Day three was out last day at Varanasi. We had our train at 6 p.m. (Vibhuti Express). We checked out at 11 a.m. and left our luggage at the hotel. Started by visiting the Shivala Ghat, followed by Assi Ghat. Visited Agarwal Toy Emporium at Assi Ghat (which is famous for its wooden toys). You will surely get lost in their shop, because they have so much to offer. I ended up picking Trucks, Rickshaw, Japanese Dolls, Earrings, Bun Pins – all made of wood, and also Varanasi Magnets. My heart yearned for more, but my wallets screamed in despair. Remember to bargain!


Next we headed out to Lunch at our favourite destination – Roma’s Cafe. Ordered continental salad, sandwiches and the famous “Paan Mojito”! Big thumbs up to their staff who are very attentive and efficient. Next stopped at Godowliya Chowk, bought glass bangles for a dear friend. Abhijit shopped for Peda’s from a famous sweet shop “Raswanti”. I had thandaai from Mishrambhu’s again. My heart yearned for all the chaat and savouries, but I somehow stopped myself, thinking that this wouldn’t be my last visit to Varanasi. We completed all this by 3:30 p.m., picked our luggage from the hotel and reached station at around 4:15 p.m. Our train departed on time and we reached Howrah next day at 7:30 in the morning.

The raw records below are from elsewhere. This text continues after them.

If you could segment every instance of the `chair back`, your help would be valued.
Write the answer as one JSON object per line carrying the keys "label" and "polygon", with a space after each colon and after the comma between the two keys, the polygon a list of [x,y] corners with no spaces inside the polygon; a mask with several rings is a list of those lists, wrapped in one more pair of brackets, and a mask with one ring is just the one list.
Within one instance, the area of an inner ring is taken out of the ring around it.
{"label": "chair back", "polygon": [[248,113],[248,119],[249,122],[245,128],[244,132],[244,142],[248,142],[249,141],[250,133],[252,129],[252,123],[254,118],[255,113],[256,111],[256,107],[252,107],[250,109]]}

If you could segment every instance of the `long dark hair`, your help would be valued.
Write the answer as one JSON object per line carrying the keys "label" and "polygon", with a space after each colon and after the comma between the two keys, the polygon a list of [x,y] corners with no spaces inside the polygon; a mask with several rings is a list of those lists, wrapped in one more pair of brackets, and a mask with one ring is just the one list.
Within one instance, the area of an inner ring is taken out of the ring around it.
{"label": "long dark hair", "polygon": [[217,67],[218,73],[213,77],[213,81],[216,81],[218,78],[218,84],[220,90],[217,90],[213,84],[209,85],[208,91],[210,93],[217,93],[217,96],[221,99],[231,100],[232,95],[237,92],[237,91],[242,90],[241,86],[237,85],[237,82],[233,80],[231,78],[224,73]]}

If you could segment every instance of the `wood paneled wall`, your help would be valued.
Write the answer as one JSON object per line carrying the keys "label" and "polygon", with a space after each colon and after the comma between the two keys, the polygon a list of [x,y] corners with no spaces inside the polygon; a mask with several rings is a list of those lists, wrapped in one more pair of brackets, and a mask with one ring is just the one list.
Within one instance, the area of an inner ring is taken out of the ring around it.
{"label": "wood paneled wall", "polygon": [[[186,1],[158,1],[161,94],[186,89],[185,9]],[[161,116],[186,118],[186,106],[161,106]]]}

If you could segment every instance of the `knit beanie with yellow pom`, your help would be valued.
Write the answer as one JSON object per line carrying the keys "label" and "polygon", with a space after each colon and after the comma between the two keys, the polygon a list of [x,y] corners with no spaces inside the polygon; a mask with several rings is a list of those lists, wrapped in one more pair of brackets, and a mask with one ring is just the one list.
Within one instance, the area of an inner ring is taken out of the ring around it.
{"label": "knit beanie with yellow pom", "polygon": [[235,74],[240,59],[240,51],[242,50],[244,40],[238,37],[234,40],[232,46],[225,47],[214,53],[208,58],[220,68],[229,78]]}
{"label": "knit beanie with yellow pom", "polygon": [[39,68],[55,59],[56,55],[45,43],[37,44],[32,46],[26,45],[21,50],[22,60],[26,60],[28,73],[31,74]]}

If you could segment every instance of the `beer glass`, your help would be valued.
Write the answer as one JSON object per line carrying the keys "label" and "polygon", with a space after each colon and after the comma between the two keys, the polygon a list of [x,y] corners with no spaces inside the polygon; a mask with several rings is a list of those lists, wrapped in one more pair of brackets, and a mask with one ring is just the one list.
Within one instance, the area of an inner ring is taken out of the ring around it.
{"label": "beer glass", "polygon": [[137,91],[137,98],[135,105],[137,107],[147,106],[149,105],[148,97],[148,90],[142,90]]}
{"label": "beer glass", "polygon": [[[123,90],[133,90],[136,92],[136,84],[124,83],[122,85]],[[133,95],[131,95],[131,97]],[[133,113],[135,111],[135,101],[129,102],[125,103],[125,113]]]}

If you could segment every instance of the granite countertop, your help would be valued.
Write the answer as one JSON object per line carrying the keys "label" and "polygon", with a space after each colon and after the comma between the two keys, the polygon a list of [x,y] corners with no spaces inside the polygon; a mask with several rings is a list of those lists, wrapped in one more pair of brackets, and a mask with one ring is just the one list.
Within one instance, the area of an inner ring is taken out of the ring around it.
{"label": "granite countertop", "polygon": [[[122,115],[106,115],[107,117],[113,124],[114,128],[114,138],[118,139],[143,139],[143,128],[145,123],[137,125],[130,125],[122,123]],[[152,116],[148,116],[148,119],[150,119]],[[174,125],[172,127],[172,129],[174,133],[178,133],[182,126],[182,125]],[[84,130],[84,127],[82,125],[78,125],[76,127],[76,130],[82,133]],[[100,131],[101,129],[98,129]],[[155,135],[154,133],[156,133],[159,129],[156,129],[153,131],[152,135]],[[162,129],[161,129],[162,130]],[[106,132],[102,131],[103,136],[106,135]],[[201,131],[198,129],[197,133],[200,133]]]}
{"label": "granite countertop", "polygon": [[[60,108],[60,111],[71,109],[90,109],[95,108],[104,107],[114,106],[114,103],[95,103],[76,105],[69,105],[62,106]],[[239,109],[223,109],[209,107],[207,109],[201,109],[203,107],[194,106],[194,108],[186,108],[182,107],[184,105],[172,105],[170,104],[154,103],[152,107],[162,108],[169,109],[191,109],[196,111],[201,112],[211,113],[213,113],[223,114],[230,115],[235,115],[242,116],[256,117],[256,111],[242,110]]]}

Our short and sweet trip to Varanasi despite all the humidity and heat will surely be memorable for a long time to come. We met fellow Bengali localities at every nook and corner of the city. The ghats and the sandhya arati surely mesmerized me. But what is a city actually made of? Its people! From the fellow passenger on the train who suggested Mishrambhu’s for thandaai, to the stranger who came forward and helped us while picking up a place for dinner, or the Chaat-waalah who suggested the best place to buy sweets, everyone helped us. Honestly, I had not done my homework while visiting Varanasi, but the people here guided us.